The symptoms are poorly maintained vehicles, undocumented foreign drivers, bad driving habits and manifold corruption.
PPPs must focus on ensuring all have fair access to well-maintained infrastructure, play by the rules and contribute fairly to state and business development.
Focus on efficiency
The Association notes that the general financial standing of the country is improving – which should not be scoffed at.
However, it’s time that the government acknowledges it is not in the game of logistics and that this should be left with private-sector business experts in the field, as has been proven time and again.
The state is there to ensure compliance with the rules, allowing all to participate fairly and freely in the sector.
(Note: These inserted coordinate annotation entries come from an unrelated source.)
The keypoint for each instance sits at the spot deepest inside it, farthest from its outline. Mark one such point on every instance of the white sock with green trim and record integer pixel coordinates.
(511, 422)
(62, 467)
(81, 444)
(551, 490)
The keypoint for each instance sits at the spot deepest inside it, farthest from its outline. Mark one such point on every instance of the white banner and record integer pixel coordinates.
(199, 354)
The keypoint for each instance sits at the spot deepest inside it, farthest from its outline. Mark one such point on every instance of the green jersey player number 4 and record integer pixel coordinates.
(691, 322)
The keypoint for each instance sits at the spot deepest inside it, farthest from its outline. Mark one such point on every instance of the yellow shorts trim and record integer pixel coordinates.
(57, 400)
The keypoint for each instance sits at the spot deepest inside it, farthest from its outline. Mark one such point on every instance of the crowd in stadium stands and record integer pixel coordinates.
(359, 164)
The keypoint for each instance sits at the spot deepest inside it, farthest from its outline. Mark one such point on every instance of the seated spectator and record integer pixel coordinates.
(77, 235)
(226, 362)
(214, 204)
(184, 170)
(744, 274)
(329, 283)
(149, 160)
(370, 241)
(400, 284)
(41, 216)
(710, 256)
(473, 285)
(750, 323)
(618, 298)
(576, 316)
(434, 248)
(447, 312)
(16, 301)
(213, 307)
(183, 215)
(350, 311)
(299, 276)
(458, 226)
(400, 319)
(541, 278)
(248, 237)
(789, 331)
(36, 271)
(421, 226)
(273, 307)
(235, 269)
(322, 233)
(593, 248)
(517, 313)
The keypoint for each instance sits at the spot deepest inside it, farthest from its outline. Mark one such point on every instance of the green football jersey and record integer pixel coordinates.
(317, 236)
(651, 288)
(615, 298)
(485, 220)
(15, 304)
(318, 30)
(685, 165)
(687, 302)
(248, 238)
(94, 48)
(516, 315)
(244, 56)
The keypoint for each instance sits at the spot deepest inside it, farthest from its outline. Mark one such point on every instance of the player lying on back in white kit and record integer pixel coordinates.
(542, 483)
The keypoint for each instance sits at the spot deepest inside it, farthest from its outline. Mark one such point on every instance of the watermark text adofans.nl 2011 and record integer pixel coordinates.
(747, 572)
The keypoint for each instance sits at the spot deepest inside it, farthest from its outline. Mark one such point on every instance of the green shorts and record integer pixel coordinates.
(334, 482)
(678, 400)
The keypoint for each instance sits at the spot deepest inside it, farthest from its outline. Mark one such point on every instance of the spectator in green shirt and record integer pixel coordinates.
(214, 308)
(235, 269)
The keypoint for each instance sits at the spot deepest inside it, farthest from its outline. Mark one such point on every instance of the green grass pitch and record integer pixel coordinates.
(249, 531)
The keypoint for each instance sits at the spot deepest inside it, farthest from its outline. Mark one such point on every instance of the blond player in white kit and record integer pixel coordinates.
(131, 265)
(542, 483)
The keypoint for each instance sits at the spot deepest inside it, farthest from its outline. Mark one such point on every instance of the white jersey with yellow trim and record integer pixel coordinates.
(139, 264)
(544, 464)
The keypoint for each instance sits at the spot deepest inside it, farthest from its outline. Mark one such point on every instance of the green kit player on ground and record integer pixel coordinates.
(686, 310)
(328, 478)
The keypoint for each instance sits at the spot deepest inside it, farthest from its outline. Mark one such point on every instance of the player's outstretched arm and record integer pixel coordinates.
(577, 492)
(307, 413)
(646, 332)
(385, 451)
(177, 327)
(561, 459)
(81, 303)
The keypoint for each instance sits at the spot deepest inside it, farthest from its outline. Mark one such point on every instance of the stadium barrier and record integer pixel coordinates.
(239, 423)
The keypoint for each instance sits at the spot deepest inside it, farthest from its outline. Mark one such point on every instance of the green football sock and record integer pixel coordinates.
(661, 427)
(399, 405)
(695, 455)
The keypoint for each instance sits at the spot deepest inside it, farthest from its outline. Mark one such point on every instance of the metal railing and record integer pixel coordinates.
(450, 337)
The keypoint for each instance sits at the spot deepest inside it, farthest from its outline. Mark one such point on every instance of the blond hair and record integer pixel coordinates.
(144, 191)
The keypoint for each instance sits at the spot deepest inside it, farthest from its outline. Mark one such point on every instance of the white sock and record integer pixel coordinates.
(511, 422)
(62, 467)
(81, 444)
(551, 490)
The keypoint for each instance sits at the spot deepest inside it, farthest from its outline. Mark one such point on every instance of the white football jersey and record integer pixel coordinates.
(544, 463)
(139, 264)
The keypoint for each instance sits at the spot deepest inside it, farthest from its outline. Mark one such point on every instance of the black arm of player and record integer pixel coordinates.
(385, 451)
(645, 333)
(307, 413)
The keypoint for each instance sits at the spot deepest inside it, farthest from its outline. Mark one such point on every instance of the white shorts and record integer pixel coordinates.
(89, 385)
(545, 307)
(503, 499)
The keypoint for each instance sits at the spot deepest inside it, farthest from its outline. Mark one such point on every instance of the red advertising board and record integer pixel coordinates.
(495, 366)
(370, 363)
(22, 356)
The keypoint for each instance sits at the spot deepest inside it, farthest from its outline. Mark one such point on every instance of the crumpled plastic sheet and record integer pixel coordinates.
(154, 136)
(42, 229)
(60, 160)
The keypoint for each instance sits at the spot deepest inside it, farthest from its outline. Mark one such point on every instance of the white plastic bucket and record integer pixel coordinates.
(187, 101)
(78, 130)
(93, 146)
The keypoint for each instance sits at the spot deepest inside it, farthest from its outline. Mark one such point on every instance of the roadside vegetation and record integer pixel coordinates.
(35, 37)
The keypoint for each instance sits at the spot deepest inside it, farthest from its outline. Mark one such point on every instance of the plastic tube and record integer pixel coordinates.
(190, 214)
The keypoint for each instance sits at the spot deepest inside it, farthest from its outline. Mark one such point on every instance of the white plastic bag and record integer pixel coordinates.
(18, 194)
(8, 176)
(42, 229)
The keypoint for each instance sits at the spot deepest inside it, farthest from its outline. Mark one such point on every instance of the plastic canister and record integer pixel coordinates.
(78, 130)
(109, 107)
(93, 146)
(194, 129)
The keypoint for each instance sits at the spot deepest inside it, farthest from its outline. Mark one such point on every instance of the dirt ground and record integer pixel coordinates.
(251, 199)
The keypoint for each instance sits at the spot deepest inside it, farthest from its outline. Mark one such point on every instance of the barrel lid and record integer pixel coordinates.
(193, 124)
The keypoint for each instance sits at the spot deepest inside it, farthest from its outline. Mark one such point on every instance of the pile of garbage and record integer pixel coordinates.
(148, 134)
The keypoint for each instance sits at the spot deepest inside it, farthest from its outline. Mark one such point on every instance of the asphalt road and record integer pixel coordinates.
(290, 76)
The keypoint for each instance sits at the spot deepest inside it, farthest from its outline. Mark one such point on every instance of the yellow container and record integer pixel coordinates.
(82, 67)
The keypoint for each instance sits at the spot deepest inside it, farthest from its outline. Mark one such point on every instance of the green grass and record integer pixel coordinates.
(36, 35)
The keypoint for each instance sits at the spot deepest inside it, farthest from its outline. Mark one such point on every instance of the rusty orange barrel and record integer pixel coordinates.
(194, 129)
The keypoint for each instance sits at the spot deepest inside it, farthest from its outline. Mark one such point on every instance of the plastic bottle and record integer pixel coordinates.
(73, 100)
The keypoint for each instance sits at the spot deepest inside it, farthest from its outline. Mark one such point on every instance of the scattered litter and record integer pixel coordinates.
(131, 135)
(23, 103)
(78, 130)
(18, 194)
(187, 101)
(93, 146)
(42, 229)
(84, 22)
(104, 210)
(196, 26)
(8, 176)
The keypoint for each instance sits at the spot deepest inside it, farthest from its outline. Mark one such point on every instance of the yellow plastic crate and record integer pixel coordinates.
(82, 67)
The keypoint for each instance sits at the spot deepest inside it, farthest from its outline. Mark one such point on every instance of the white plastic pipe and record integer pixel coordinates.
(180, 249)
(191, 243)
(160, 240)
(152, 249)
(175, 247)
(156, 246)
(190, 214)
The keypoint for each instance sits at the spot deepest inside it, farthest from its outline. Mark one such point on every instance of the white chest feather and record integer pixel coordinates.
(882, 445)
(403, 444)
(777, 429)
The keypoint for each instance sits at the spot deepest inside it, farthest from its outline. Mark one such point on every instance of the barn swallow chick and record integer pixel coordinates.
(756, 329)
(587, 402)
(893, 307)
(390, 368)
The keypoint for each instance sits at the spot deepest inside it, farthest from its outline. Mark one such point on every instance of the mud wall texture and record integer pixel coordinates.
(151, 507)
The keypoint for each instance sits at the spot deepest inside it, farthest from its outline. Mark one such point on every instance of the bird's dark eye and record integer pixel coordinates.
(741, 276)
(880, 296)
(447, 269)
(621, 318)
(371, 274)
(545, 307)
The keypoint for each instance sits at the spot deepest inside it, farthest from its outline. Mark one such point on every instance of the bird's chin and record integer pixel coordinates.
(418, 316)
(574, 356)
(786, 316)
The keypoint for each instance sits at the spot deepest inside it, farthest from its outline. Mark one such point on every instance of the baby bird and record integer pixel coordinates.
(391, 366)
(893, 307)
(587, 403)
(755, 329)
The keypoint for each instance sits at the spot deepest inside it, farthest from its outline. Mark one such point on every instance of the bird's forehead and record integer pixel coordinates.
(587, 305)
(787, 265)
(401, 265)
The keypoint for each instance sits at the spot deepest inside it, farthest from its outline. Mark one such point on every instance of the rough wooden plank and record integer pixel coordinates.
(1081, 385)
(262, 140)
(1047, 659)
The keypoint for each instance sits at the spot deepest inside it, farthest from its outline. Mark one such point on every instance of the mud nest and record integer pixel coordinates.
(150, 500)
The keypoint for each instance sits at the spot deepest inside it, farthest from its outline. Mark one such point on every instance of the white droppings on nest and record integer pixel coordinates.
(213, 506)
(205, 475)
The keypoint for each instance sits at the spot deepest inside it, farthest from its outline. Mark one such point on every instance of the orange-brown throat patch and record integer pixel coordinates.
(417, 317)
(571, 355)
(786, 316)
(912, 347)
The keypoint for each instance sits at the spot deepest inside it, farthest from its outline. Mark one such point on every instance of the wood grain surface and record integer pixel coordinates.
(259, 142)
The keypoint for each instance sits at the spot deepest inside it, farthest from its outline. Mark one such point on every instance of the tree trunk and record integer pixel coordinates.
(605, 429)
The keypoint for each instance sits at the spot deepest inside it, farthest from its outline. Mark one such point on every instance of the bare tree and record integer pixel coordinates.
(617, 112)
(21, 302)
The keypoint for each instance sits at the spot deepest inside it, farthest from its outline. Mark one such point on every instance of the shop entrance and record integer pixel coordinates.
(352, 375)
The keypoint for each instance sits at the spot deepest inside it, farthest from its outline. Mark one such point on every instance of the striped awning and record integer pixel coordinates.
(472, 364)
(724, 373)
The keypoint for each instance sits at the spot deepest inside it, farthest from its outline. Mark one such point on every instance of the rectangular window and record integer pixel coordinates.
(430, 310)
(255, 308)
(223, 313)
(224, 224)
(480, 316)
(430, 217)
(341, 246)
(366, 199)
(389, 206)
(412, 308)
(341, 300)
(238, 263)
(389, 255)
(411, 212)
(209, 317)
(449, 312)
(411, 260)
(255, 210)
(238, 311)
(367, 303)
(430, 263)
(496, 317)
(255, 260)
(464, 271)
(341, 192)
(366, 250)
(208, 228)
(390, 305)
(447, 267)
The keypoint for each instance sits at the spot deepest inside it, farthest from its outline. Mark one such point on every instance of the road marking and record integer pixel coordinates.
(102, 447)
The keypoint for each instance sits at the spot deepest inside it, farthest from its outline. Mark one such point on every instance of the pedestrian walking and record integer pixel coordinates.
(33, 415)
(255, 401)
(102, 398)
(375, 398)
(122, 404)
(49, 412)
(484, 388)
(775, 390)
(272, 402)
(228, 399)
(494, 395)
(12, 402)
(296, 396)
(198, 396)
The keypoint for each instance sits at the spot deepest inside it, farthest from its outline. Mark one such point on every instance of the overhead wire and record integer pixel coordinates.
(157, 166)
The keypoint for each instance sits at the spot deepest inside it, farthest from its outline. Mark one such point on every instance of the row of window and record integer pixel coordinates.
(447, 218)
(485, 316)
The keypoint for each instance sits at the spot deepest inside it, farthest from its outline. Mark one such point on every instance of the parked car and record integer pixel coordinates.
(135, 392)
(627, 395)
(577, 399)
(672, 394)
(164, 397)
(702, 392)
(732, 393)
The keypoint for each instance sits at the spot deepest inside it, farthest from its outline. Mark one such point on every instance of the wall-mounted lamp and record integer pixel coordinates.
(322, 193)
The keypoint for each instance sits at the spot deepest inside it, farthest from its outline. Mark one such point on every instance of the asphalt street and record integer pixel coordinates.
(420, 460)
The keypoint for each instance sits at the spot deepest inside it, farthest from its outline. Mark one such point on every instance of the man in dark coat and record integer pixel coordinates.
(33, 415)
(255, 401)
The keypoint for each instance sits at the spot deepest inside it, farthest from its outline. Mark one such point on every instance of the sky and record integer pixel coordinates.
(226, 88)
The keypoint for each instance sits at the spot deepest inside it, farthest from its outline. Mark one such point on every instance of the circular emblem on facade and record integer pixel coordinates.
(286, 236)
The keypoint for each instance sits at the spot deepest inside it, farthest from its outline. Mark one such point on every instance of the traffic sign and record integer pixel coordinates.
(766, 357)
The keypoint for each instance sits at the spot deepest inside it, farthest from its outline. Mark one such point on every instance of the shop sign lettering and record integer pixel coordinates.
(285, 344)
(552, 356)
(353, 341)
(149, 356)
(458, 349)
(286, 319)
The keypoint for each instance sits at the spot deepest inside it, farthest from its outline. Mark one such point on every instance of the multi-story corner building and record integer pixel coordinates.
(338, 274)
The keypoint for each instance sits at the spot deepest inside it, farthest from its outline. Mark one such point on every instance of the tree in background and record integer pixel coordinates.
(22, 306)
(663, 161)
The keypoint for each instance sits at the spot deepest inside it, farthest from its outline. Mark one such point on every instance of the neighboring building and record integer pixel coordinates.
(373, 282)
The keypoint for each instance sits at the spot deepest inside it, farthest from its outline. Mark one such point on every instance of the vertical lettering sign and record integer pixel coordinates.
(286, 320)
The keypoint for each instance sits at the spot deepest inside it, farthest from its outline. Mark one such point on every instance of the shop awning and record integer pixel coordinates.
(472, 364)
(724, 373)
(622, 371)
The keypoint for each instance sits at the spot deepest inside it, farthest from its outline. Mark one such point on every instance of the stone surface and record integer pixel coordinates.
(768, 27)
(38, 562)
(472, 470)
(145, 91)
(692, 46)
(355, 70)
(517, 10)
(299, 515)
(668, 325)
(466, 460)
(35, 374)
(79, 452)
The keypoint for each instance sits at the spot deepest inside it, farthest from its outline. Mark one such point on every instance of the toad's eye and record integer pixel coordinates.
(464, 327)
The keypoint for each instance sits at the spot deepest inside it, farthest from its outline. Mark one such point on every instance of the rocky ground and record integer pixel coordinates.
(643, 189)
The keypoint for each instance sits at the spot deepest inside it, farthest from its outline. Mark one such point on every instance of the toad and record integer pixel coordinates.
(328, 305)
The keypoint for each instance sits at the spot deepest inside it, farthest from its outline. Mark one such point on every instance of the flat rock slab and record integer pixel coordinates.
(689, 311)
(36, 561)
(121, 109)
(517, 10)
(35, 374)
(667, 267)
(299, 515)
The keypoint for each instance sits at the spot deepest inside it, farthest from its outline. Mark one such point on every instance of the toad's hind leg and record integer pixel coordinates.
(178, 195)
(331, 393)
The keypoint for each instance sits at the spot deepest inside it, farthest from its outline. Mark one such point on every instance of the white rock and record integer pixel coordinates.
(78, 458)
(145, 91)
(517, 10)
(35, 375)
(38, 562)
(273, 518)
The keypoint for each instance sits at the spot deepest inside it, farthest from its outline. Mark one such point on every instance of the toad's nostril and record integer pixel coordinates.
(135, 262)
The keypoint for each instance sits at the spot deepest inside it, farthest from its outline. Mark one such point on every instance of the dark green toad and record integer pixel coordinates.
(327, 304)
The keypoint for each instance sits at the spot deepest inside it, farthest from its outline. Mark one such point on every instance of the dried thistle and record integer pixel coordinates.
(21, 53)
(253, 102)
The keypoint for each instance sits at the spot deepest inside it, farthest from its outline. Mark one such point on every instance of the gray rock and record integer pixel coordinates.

Now is the time to sort out dilapidated roads through the fuel levy – not just to refer to ‘infrastructure projects’ at local and regional levels – or to note that Sanral will maintain a very defined set of roads. Sanral cannot be responsible for all roads.
Together with this approach, we should concession key rail links – much like toll roads – and ensure that the endpoints of these routes, whether ports or land borders, can handle volumes efficiently and effectively, with capacity for growth.
We are already losing volumes through Beitbridge and the Port of Durban to other ports in the African sub-continent due to the poor operation of our assets.